Thomas Orgis on RVA, Gain and Pain


Ok, so I'm going to add RVA/ReplayGain support... the problem there is not to read these valus from ID3 or Lame, not even to do the adjustment itself.
The problem is more to figure out how to interpret the dB values one gets there.

Main players in the field of relative volume adjustment / soft gain (without modifying actual audio data):

http://www1.cs.columbia.edu/~cvaill/normalize/
	...writing RVA2 ID3v2tags for dB offset to user target amplitude, default being -12dB(FS)
http://www.replaygain.org/
	...store the difference to reference of 83dB(SPL) ... somewhere

Both calculate some running RMS and do statistics with this - the main difference is the potentially different target level.
Also both know two basic types of adjustment: Per track to make all tracks sound at the same sevel (track / radio) and the one with default meaning to keep the loudness relations over albums (batch / audiophile).

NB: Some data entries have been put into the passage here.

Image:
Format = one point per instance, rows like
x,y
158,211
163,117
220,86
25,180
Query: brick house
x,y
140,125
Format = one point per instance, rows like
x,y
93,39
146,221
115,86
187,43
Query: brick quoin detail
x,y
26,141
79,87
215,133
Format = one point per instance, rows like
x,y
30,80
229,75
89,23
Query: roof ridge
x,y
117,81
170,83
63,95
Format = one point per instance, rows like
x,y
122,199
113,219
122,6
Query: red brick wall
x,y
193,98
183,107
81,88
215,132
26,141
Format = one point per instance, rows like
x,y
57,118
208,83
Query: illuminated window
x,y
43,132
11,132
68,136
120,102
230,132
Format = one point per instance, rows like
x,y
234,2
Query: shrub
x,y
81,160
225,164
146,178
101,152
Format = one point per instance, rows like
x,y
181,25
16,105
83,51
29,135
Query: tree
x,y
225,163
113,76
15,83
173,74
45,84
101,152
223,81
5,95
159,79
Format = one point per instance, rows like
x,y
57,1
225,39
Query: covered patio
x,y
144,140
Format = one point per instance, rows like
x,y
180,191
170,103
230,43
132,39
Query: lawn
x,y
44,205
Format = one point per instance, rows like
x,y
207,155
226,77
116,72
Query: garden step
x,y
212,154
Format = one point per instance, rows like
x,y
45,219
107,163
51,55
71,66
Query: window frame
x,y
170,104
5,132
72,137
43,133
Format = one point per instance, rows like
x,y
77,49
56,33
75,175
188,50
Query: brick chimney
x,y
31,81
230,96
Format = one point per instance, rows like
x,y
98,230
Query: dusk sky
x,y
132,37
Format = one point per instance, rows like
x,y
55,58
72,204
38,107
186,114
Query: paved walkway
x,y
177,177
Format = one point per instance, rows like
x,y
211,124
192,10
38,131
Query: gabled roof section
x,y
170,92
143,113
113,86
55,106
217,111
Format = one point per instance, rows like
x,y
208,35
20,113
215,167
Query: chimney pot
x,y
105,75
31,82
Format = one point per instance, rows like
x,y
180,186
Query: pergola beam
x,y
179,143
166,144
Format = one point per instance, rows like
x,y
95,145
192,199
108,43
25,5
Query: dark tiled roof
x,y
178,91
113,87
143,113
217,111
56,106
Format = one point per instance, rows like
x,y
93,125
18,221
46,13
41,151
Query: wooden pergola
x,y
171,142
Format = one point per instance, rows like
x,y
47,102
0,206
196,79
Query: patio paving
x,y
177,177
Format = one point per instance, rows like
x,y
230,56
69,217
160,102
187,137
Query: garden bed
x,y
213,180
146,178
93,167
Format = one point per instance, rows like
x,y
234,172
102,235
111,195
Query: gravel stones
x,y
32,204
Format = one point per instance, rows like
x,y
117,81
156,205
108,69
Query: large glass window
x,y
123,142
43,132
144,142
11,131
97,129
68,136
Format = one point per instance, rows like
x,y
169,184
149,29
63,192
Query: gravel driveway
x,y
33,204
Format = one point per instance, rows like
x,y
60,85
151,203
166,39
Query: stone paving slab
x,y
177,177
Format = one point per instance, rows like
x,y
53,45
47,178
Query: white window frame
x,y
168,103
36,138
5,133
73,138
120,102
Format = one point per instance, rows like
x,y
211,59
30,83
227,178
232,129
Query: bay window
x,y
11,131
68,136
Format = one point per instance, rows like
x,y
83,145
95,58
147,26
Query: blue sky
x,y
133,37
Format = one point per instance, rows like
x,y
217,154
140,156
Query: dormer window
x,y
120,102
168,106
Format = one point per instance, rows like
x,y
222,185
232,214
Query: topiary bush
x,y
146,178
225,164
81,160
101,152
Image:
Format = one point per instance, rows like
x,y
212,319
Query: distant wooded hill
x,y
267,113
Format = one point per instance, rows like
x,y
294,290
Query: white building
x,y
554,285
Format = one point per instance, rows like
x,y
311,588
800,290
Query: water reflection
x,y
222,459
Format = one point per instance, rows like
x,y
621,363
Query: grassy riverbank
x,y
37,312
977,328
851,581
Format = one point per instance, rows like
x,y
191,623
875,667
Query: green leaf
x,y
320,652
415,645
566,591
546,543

dB can mean many things and also the raw value of a PCM sample doesn't equal directly to loudness (power of a wave != amplitude).

So that says the ReplayGain about applying the adjustment:

	scale=10.^(replay_gain/20);

luckily, this is the same that I worked out on my own for the normalize RVA values in my mixplayer script:

	return 10**($s/20);

I'll take that interpretaion of dB -> linear scale factor for samples for granted, then.

The replay_gain value is meant in the standard to represent the offset to 83dB(SPL - depending on your amplifier...), having in mind that actual most wanted average playback level should be 83dB(SPL) (defined by movie ppl as the loudness of a -20dB(FS) signal, leaving room for louder stuff).
But then there is the proposal to add 6dB preamp for pop music - am I judging music types with mpg123??
These 6dB are in fact the real world since lots of programs use 89dB(SPL...) as reference.
Thus, lame since 3.95.1 (according to MADplay's Rob Leslie who discussed with Lame ppl, verified in 3.96 source) stores the adjustment to 89dB.
To make that all sound the same, one should add 6bB to lame <3.95.1 ReplayGain values and use later ones verbatim - achieving 89dB everytime, whatever that may mean in reality out of my speakers (my Marantz' volume knob doesn't have a scale at all - be it dB or percent;-).

A funny aspect of this 6dB issue is to tell lame 3.95.1 from lame 3.95 

As for normalize... the desired playback level is essentially undefined. Ignoring that and realizing that mpg123 has no way to determine real world sound power anyway, one has to just take the provided dB values and apply with the formula above.
The user is responsible for providing files with his desired settings... for that reason I also won't follow the ReplayGain demand/suggestion that a player should apply an average of gains of previous tracks if the current one lacks a setting.

So, well. Considering that ReplayGain (at least the radio one) being stored by current lame on encoding, I suppose that if there are RVA2 values in ID3v2 tags, these were added by a conscious user act and are overriding the ReplayGain ones.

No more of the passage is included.